The Herald-Tribune reported that, although the cause of the children's deaths was undetermined, the coroners who conducted the examinations have since amended their reports to say both were smothered to death.
Hertel said Wednesday that the judge presiding over Kedrowitz's first court hearing on Monday ordered a competency evaluation for the teen.
"This child will be evaluated by two doctors," Hertel said. "They will give reports to the court and the court will make a determination whether he's competent to stand trial."
In Indiana, competency means the defendant understands the proceedings going on around him and can assist in his defense, the prosecutor said.
Monday’s court hearing was also when Hertel’s office filed a motion to waive Kedrowitz to adult court.
"He (was) 13 years old, obviously very young," Hertel said. "However, I want to point to a part of the documents that were provided to you."
He explained that the waiver would be a presumptive waiver, meaning it could be granted if certain conditions are met.
"Those conditions are he's been charged with murder," Hertel said, ticking off the conditions on his hand. "That there's probable cause he committed murder and that he was at least 12 years of age."
A juvenile defendant could be kept in the juvenile court system, however, if it is in the best interest of the child and in the safety and welfare of the community.

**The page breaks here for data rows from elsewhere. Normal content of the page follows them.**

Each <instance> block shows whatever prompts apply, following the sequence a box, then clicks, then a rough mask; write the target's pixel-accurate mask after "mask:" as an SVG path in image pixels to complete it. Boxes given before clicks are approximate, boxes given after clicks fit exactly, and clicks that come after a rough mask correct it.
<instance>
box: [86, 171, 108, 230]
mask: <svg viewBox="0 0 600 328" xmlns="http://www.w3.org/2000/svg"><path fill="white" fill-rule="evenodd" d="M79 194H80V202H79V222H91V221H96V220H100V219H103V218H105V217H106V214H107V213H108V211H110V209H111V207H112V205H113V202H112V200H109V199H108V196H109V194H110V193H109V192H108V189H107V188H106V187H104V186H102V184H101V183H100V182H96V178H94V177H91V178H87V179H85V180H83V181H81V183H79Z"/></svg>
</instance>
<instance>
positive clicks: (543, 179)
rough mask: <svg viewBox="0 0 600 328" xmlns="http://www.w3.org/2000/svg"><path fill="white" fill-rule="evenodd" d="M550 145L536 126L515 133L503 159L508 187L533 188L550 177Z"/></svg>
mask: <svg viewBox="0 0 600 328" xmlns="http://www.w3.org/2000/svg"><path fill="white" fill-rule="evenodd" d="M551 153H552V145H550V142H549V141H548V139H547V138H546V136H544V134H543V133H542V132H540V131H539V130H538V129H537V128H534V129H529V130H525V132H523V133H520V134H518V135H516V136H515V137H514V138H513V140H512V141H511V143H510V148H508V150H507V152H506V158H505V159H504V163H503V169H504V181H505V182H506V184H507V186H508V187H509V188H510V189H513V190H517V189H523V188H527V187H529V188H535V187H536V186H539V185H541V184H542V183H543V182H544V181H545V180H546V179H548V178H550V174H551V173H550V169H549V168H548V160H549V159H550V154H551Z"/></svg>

"The state believes that, given the information provided by the investigation, by these gentlemen behind me, the probable cause that you all have, his age being 13, that a petition to waive is appropriate in this matter," Hertel said. "Ultimately, the judge will make that determination."
The prosecutor said he’s never charged a child so young with murder before. He said that McCartney and Ritz have been cooperative with the investigation, but he has not ruled out the possibility of them facing charges.
“Whether they were negligent or should have done something, I don’t know if it rises to the level of criminal conduct,” Hertel said.
McCartney told Fox19 in Cincinnati that she believes abuse by Ritz caused her son to lash out at his younger siblings.
"He witnessed him being mean to the babies," McCartney told the news station. "That he pushed them down on purpose. He would lock them up in the bedroom to try to shut them up. He painted a pretty bad picture. As a mom that's hard to swallow that was going on and I didn't know."
She said she believes Kedrowitz may have been ordered by Ritz to kill the toddlers. She called the teen “every mom’s dream child” and said he adored his younger brother and sisters.
"He's not the monster that people are trying to portray him as," McCartney said. "It's a mother's worst nightmare to have such a precious family and then to wake up to the worst possible outcomes."